Thursday, October 4, 2007

Dulce de Leche

I love dulce de leche. Love, love, love it. I have ever since I had it at Marini's Empanada House in Houston's Montrose back in the '70's. Which was, by the way, a horrifying neighborhood to be in as a young gay teen. The clones were out in force and, because they were the only gays you ever saw or heard of, the inescapable conclusion was, "Oh my god, I'm going to have to be like that when I grow up." Ahem. Anyway, those empanadas were worth it.

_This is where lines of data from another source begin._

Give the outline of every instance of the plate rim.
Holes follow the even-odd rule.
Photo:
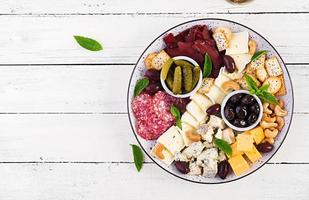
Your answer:
[[[282,141],[281,141],[281,144],[279,144],[278,148],[275,150],[275,152],[264,162],[262,163],[260,166],[258,166],[255,170],[251,171],[250,173],[248,174],[245,174],[243,176],[240,176],[238,178],[235,178],[235,179],[232,179],[232,180],[227,180],[227,181],[220,181],[220,182],[200,182],[200,181],[194,181],[194,180],[190,180],[190,179],[186,179],[184,177],[181,177],[181,176],[178,176],[177,174],[174,174],[172,172],[170,172],[169,170],[163,168],[147,151],[146,149],[143,147],[143,145],[141,144],[141,142],[139,141],[138,139],[138,136],[137,136],[137,133],[135,132],[134,130],[134,127],[133,127],[133,123],[132,123],[132,119],[131,119],[131,116],[130,116],[130,97],[129,97],[129,93],[130,93],[130,85],[131,85],[131,82],[132,82],[132,78],[133,78],[133,74],[135,72],[135,69],[138,65],[138,63],[140,62],[140,60],[142,59],[144,53],[148,50],[148,48],[153,44],[155,43],[160,37],[162,37],[164,34],[168,33],[169,31],[173,30],[174,28],[177,28],[179,26],[182,26],[182,25],[185,25],[185,24],[188,24],[188,23],[192,23],[192,22],[197,22],[197,21],[207,21],[207,20],[214,20],[214,21],[224,21],[224,22],[229,22],[229,23],[234,23],[234,24],[237,24],[237,25],[240,25],[244,28],[247,28],[249,29],[250,31],[254,32],[255,34],[257,34],[259,37],[261,37],[262,39],[264,39],[269,45],[271,48],[273,48],[273,50],[276,52],[276,54],[279,56],[279,58],[281,59],[281,61],[283,62],[284,64],[284,67],[286,69],[286,72],[287,72],[287,75],[289,77],[289,80],[290,80],[290,84],[291,84],[291,92],[292,92],[292,109],[291,109],[291,119],[290,119],[290,122],[289,122],[289,125],[287,127],[287,130],[286,130],[286,134],[285,136],[283,137]],[[235,21],[232,21],[232,20],[228,20],[228,19],[222,19],[222,18],[199,18],[199,19],[193,19],[193,20],[189,20],[189,21],[185,21],[185,22],[182,22],[182,23],[179,23],[169,29],[167,29],[166,31],[164,31],[163,33],[161,33],[158,37],[156,37],[146,48],[145,50],[141,53],[140,57],[138,58],[137,62],[135,63],[135,66],[132,70],[132,73],[130,75],[130,79],[129,79],[129,84],[128,84],[128,89],[127,89],[127,115],[128,115],[128,118],[129,118],[129,122],[130,122],[130,127],[133,131],[133,134],[134,134],[134,137],[135,139],[137,140],[139,146],[141,147],[141,149],[144,151],[144,153],[157,165],[159,166],[161,169],[163,169],[165,172],[167,172],[168,174],[171,174],[173,175],[174,177],[177,177],[177,178],[180,178],[184,181],[188,181],[188,182],[192,182],[192,183],[197,183],[197,184],[206,184],[206,185],[215,185],[215,184],[224,184],[224,183],[231,183],[231,182],[234,182],[234,181],[237,181],[237,180],[240,180],[242,178],[245,178],[251,174],[253,174],[254,172],[258,171],[259,169],[261,169],[266,163],[268,163],[272,158],[273,156],[278,152],[278,150],[281,148],[282,144],[284,143],[286,137],[288,136],[289,134],[289,131],[290,131],[290,128],[291,128],[291,124],[293,122],[293,117],[294,117],[294,87],[293,87],[293,83],[292,83],[292,79],[291,79],[291,76],[290,76],[290,73],[289,73],[289,70],[287,69],[286,67],[286,63],[284,62],[284,60],[282,59],[281,55],[279,54],[279,52],[277,51],[277,49],[264,37],[262,36],[260,33],[258,33],[257,31],[253,30],[252,28],[246,26],[246,25],[243,25],[239,22],[235,22]]]

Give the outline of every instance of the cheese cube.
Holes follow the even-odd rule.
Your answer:
[[[220,128],[220,129],[224,129],[224,127],[225,127],[224,121],[220,117],[217,117],[217,116],[214,116],[214,115],[210,115],[210,119],[209,119],[209,122],[207,124],[209,126],[217,127],[217,128]]]
[[[181,122],[181,136],[183,138],[183,141],[185,143],[186,146],[189,146],[192,141],[187,137],[187,132],[192,132],[195,131],[195,128],[193,128],[192,126],[190,126],[189,124],[187,124],[186,122]]]
[[[206,110],[202,110],[194,101],[188,103],[186,109],[199,123],[205,121]]]
[[[250,130],[249,134],[252,135],[254,142],[256,144],[260,144],[263,141],[263,139],[265,138],[263,128],[260,127],[260,126]]]
[[[213,85],[209,92],[206,93],[205,95],[207,95],[213,102],[219,103],[221,104],[225,94],[223,91],[221,91],[221,89],[219,89],[216,85]]]
[[[238,134],[236,143],[237,151],[252,151],[253,149],[253,137],[248,134]]]
[[[250,152],[245,152],[246,156],[249,158],[249,160],[252,163],[255,163],[256,161],[258,161],[260,158],[262,158],[262,155],[260,154],[260,152],[255,148],[255,146],[253,146],[253,150]]]
[[[250,165],[247,163],[244,157],[242,157],[242,155],[233,156],[229,158],[228,162],[230,163],[236,176],[239,176],[250,169]]]
[[[165,133],[158,138],[157,142],[169,150],[172,155],[175,155],[185,147],[182,136],[175,126],[171,126],[165,131]]]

Teen trauma aside, here's the recipe, which I received from a secret agent raised in Argentina (no lie!):

DULCE DE LECHE

1 can sweetened condensed milk

Place in stock pot, cover with water and boil for 5 hours. Periodically add water to keep the level above the top of the can. Remove can from water (with tongs, of course) and let cool. Open can and stir to get a smooth, creamy consistency.

That's it. Essentially, boil the can for 5 hours. It seems that the can acts as a double boiler, carmelizing the milk and sugar without burning. I mentioned this method once to a friend who was a pastry chef and she had never heard of it. In her kitchens, they would use a real double boiler and have to stir it all day in the kitchen.

Even better - because the can is sealed airtight, you can put it on the shelf. I make it 4 cans at a time and save the ones I don't need for a recipe right away. Also, if you're really craving something sweet, you can eat it with a spoon.

I made this because a) I just received a new deep stock pot from my dad and stepmother for my birthday (the deeper pot means I don't have to check the water level as often) and b) I'm going to need it for the most awesome cake ever.